The reason names like Pepsi, Visa and M&M’s are so readily recognized and remembered by consumers is because they were established at a time when the advertising noise wasn’t as loud as it is now – and because they’ve invested years in establishing a presence in the market. Significantly, such brands have a concrete existence in the real world with products on supermarket shelves, brand names in display windows, and so on.

Most dot-com companies have barely any visibility in the everyday community, with billboard advertising representing their toehold on real-world participation.

New dot-com brand names are likely to appear on the scene in partnerships, similar to Charles Schwab‘s clicks-and-mortar strategy. The idea is that the mortar isn’t just in the recognition value of bricks-and-mortar retail stores. It’s also in every shelf product the consumer knows and loves.

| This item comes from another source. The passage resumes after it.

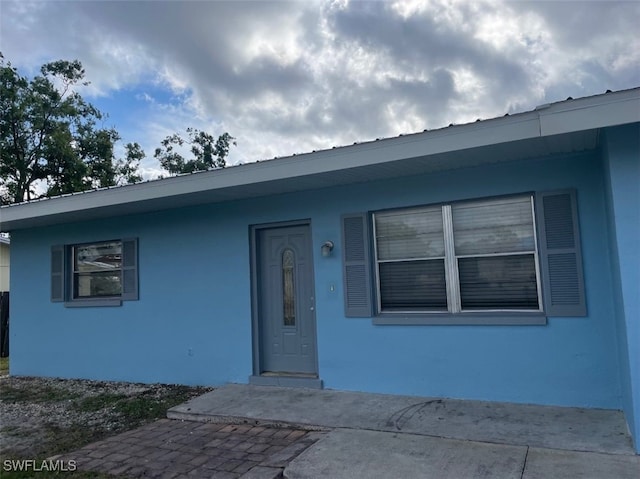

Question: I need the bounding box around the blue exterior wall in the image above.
[602,124,640,451]
[10,146,625,416]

This isn’t to say we won’t see any new dot-com names appearing in the future. But it’s likely we’ll see new brands combining their marketing efforts with those of existing brands to exploit the leverage they can enjoy from association and borrowed brand profile. The offline brands deliver market position while emerging dot-coms offer a new mindset.

The past five years of the World Wide Web have been characterized by the exigencies of online survival. But nothing can survive forever in extremes, and now the pendulum is swinging back. And as it does it hints at how important brands will be in the next clicks-and-mortar wave.